WGCブリヂストンインビテーショナル2日目、ウッズは予選36ホールを終えて7打差のリードをつけると同時に、自己ベストのスコアを狙うことも出来た。
相性の良いファイヤーストーンCCで通算8勝目を狙うウッズは、1番でアプローチを3フィートに寄せてバーディスタートを切ると、2番(パー5)では20フィートの距離から放ったパットを直接ねじ込んでイーグルを奪った。その後も前半だけで2つのバーディを加え、小雨の中で始まった後半ではいきなり4連続バーディを決めた。
記録達成には最終5ホールで2アンダーが必要だったウッズは、15番と17番で10フィート以内のバーディパットを外してしまった。最終18番ではティショットを林に打ち込み、アプローチもピンに寄せ切れなかったものの、25フィートのパッティングを辛くも決めてパーをセーブした。
今日の自己評価をリクエストされたウッズは「嬉しい?どうですか?」と尋ねられた。「ここまで結果を伸ばせたのは嬉しいよ。(ラウンド中は)とにかく出来るだけリードを広げることだけを考えていました。今は7打差なので、2日目を終えてこの数字は悪くないね」と、付け加えた。
「61」という成績は、ウッズのキャリアベストだ。1999年のバイロンネルソン、2005年のビューイック・オープン、そして2000年のこの大会、ファイヤーストーンでそれぞれ記録した自己ベストに並んだ。2日目を終えた今大会は13アンダー「127」と絶好調だ。昨年の覇者キーガン・ブラッドリーと、今大会初出場のクリス・ウッド(イングランド)が2位タイでウッズの背中を追いかける。
2位タイの2人は、2日目を共に「68」でホールアウトした。最初の2ホールでリードを奪い、ウッズより先にラウンドを終えたブラッドリーは、結果的にウッズに首位を奪い返されたことについて、「(最初の)2ホールはバーディを奪えるホールですし、ウッズがそれを逃すとは思っていませんから」と、述べた。

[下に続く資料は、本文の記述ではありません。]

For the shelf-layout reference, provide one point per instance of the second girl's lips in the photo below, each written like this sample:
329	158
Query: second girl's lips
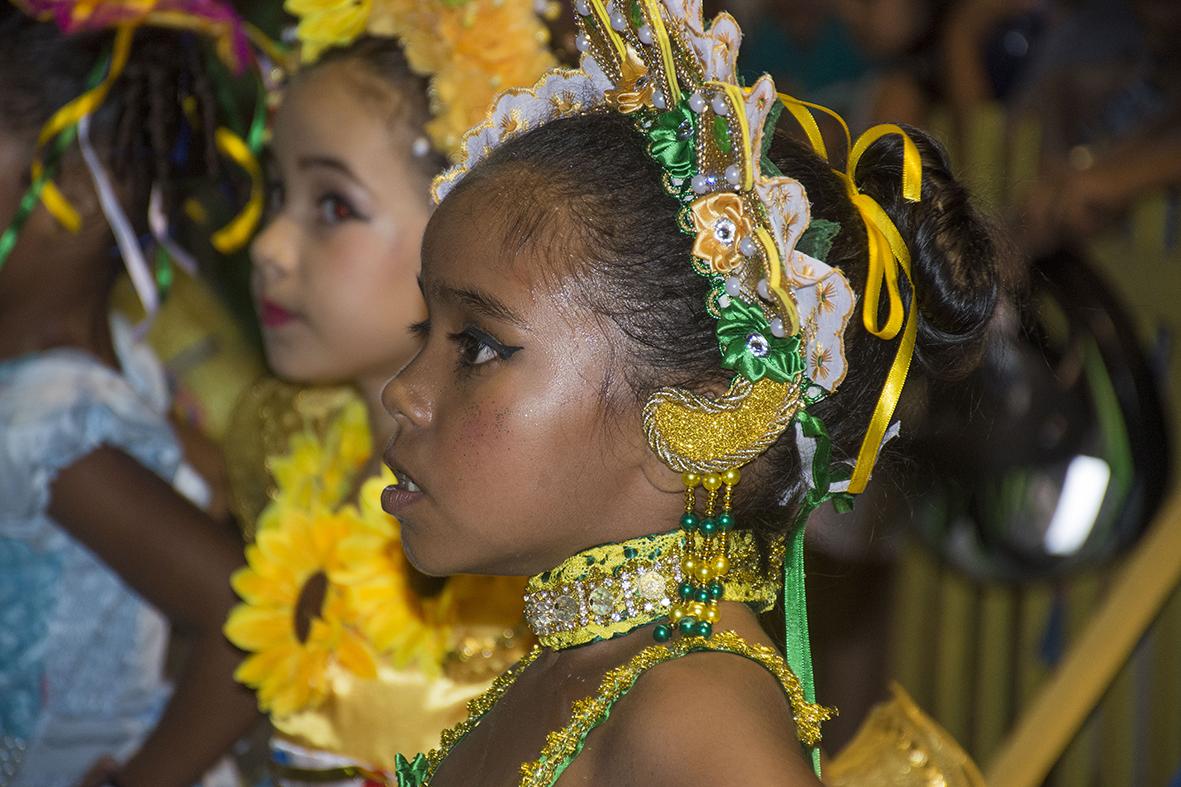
274	316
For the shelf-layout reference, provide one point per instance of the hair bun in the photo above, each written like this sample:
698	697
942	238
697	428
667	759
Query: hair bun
953	252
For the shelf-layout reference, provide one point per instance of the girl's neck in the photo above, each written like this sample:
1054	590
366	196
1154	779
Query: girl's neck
39	324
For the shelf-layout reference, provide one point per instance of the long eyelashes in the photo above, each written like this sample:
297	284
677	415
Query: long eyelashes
476	346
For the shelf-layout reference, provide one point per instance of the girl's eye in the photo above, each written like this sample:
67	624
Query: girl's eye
477	348
335	209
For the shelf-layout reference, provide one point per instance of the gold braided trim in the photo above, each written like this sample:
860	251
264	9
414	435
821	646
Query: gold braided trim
611	590
588	713
477	709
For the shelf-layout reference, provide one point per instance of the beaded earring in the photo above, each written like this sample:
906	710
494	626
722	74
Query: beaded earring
705	564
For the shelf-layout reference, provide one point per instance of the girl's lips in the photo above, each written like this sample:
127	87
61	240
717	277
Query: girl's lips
274	316
396	499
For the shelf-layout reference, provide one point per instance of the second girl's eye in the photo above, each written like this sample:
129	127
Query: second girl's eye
334	209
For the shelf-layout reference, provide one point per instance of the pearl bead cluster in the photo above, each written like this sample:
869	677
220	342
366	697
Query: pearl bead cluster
705	563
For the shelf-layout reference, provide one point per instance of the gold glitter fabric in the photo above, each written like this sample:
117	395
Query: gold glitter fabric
691	433
563	745
899	746
611	590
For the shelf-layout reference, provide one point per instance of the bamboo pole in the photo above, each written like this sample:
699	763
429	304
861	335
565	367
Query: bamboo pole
1044	730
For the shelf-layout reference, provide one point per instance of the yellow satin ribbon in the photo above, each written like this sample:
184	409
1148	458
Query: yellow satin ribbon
237	232
887	254
70	115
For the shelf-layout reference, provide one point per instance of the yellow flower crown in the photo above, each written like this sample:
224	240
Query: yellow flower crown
469	49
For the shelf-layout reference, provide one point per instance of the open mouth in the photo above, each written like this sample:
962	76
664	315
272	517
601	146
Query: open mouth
399	496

「(ウッズが)あまりスコアを伸ばさないように願いたいね」と、付け加えキーガンには残念な結果となった。今季既に4勝を挙げているウッズは、予選2日目をわずか22パットでまとめた。「66」を記録した初日のパット数より、更に8パットも少なかったのだ。彼は14ホール中10ホールでフェアウェイをキープし、18ホール中16ホールでパーオンを果たした。
灰色の雲に覆われたこの日のラウンドで、ウッズに次ぐスコアは「66」だった。観衆の誰もが、次々とバーディを決めるウッズに気を奪われた。そして目指すは奇跡の数字「59」。米国ツアー史上、わずか5度しか成し遂げられたことのない記録だ。
「ギャラリーは盛り上がっていましたね」と、ウッズ。「(声援は)感じるというより、よく聞こえていました。確実に耳に届いていました。かなり熱かったですね」と、嬉しそうに語った。
ギャラリーの大歓声は選手を後押しするのか、と問われたウッズは、冗談交じりに答えた。「今日のように盛り上がる観客の前でのプレーは最高ですよ。特に(ただボールが)飛ぶだけの理由で歓声を上げるお客さんはいませんからね。僕らはプロゴルファーですから」。
彼の調子はどれほど良かったのだろう? 13番ではドライバーを大きく引っ掛け、ウッズのボールはフェアウェイ脇の木に当たった。しかし最高のキックでフェアウェイ真ん中まで跳ね返ってきたのだ。そこからアイアンショットで15フィートの位置に寄せ、ウッズはパットを沈めた。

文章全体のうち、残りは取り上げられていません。